Sejak aturan pelarangan perdagangan fosil ditegakkan, pencarian fosil sempat menjadi persoalan tersendiri. Di masa silam para pemburu fosil enggan mengirimkan temuannya ke museum karena imbalannya dianggap kecil.
Padahal jika mereka menjualnya ke pedagang atau kolektor, bisa terancam hukuman pidana. Walau begitu, tetap saja bisnis ilegal perdagangan benda-benda purbakala ini menggiurkan hingga sekarang.
"Kalau saya mau, saya sudah bisa buat rumah dengan jual gading ke kolektor. Tetapi bukan itu yang saya cari," ujar Sinyur yang mengaku tak pernah tergoda dengan tawaran harga tinggi dari pedagang fosil.
Padahal ada tawaran dari pasar gelap yang lebih tinggi dari museum. Misalnya, untuk fosil gading Stegodon utuh dihargai Rp 50 juta atau sepuluh kali dari harga dari museum.
Iming-iming semacam itu tak lantas membuat Sinyur berpaling ke pasar gelap, karena ia tahu benar urusannya dengan hukum. Dia sudah menyaksikan, orang-orang yang nekat, hasilnya malah harus meringkuk di balik terali besi.
"Saya ini orang susah, tidak mau lebih susah lagi terjerat masalah hukum. Lebih baik kirim ke museum, aman. Sekarang honor dari museum sudah layak dan lebih cepat cair," tutur dia.
Baru sebagian kecil
Penggali fosil lainnya, Siswanto, 60 tahun, asal Grogolan Wetan juga lebih memilih untuk mengirimkan temuannya ke museum daripada ke pasar gelap. Apalagi dia mengakui kini penghargaan penghargaan museum sudah jauh lebih baik.
Dia -- bersama Sinyur dan satu orang lainnya -- bahkan pernah mendapat Rp10 juta dari Kemendiknas. Itu di luar honor untuk fosil yang rutin dia setorkan ke museum.
Saat ini di bilik rumah Siswanto, tergeletak potongan fosil gading gajah berukuran 1 meter dengan diameter 20 cm yang baru ditemukannya. Dalam taksirannya, museum bisa menghargai sekitar Rp2 juta untuk gading Stegodon itu.
"Kalau ditemukan patahannya, harganya bisa dua kali lipat. Saya sudah mencarinya saat hujan agar lebih mudah menyibak lapisan tanah, tetapi tidak ketemu," tutur Siswanto.

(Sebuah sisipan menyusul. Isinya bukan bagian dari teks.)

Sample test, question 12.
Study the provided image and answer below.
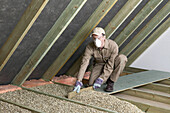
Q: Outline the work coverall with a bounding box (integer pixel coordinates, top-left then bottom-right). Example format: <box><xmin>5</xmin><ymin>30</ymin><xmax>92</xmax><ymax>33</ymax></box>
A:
<box><xmin>77</xmin><ymin>39</ymin><xmax>127</xmax><ymax>85</ymax></box>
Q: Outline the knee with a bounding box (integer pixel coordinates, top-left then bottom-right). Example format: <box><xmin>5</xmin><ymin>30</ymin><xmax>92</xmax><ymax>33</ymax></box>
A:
<box><xmin>117</xmin><ymin>54</ymin><xmax>128</xmax><ymax>63</ymax></box>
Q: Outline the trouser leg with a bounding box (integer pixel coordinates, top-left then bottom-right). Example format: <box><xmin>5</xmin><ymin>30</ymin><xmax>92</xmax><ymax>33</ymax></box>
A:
<box><xmin>110</xmin><ymin>54</ymin><xmax>127</xmax><ymax>82</ymax></box>
<box><xmin>89</xmin><ymin>65</ymin><xmax>103</xmax><ymax>86</ymax></box>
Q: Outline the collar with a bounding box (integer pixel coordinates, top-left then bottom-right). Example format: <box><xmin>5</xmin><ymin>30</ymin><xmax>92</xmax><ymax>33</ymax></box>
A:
<box><xmin>103</xmin><ymin>39</ymin><xmax>109</xmax><ymax>49</ymax></box>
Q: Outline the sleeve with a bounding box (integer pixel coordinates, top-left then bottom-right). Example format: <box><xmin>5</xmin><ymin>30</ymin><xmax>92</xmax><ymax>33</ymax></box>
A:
<box><xmin>100</xmin><ymin>44</ymin><xmax>119</xmax><ymax>80</ymax></box>
<box><xmin>77</xmin><ymin>45</ymin><xmax>93</xmax><ymax>81</ymax></box>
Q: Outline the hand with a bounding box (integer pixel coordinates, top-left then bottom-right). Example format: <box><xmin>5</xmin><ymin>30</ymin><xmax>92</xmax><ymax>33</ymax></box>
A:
<box><xmin>73</xmin><ymin>81</ymin><xmax>83</xmax><ymax>93</ymax></box>
<box><xmin>93</xmin><ymin>78</ymin><xmax>103</xmax><ymax>89</ymax></box>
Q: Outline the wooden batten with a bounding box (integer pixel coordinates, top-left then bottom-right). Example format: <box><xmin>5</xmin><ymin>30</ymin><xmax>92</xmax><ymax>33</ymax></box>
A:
<box><xmin>43</xmin><ymin>0</ymin><xmax>117</xmax><ymax>80</ymax></box>
<box><xmin>126</xmin><ymin>18</ymin><xmax>170</xmax><ymax>66</ymax></box>
<box><xmin>12</xmin><ymin>0</ymin><xmax>87</xmax><ymax>85</ymax></box>
<box><xmin>120</xmin><ymin>3</ymin><xmax>170</xmax><ymax>56</ymax></box>
<box><xmin>114</xmin><ymin>0</ymin><xmax>163</xmax><ymax>47</ymax></box>
<box><xmin>66</xmin><ymin>0</ymin><xmax>142</xmax><ymax>76</ymax></box>
<box><xmin>122</xmin><ymin>89</ymin><xmax>170</xmax><ymax>104</ymax></box>
<box><xmin>0</xmin><ymin>98</ymin><xmax>44</xmax><ymax>113</ymax></box>
<box><xmin>156</xmin><ymin>79</ymin><xmax>170</xmax><ymax>85</ymax></box>
<box><xmin>118</xmin><ymin>97</ymin><xmax>170</xmax><ymax>113</ymax></box>
<box><xmin>0</xmin><ymin>0</ymin><xmax>49</xmax><ymax>71</ymax></box>
<box><xmin>124</xmin><ymin>67</ymin><xmax>148</xmax><ymax>73</ymax></box>
<box><xmin>142</xmin><ymin>83</ymin><xmax>170</xmax><ymax>94</ymax></box>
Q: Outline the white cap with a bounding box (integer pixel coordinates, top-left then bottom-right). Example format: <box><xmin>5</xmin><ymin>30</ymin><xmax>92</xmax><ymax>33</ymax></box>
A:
<box><xmin>90</xmin><ymin>27</ymin><xmax>105</xmax><ymax>37</ymax></box>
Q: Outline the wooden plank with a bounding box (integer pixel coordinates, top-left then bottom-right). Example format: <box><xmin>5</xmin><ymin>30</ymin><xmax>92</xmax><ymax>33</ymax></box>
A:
<box><xmin>114</xmin><ymin>0</ymin><xmax>163</xmax><ymax>47</ymax></box>
<box><xmin>120</xmin><ymin>2</ymin><xmax>170</xmax><ymax>56</ymax></box>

Siswanto mengaku lebih menyukai mencari fosil-fosil yang besar seperti gading, tanduk, atau kepala binatang, karena hasilnya juga lumayan untuk menyambung hidup keluarga. Sayangnya, mencari fosil semacam itu tidaklah gampang, karena dipengaruhi faktor keberuntungan.
Seandainya suatu hari ada yang menemukan, kondisi fosil belum tentu utuh. Seandainya ditemukan utuh pun, biasanya perlu usaha ekstra untuk mengangkatnya.
Maklum, fosil itu biasanya ringkih alias gampang patah. Para penggali biasanya harus berbekal kuas dan lem cair super untuk membersihkan fosil dan mengelem retakan-retakan sebelum fosil diangkat dan dipindahkan.
Para arkeolog sendiri meyakini fosil yang sudah ditemukan di Kubah Sangiran hingga saat ini baru sebagian kecil dari seluruh fosil yang terkubur dalam tanah. Dari sekitar 40 ribu fosil di Museum Sangiran, hampir semuanya ditemukan oleh masyarakat.
"Kekayaan data purbakala di Kubah Sangiran seperti tak pernah habis, selalu memberikan kejutan bagi para arkeolog dan peneliti yang ingin mengungkap evolusi manusia dan lingkungan masa lalu," ujar arkeolog senior Prof. Truman Simanjuntak.
Dengan perkiraan potensi fosil yang belum terungkap masih sangat besar, Sinyur dan kawan-kawan akan tetap dibutuhkan oleh museum. Dan, tanah kering di tebing dan perbukitan Sangiran akan tetap menjadi penopang hidup mereka.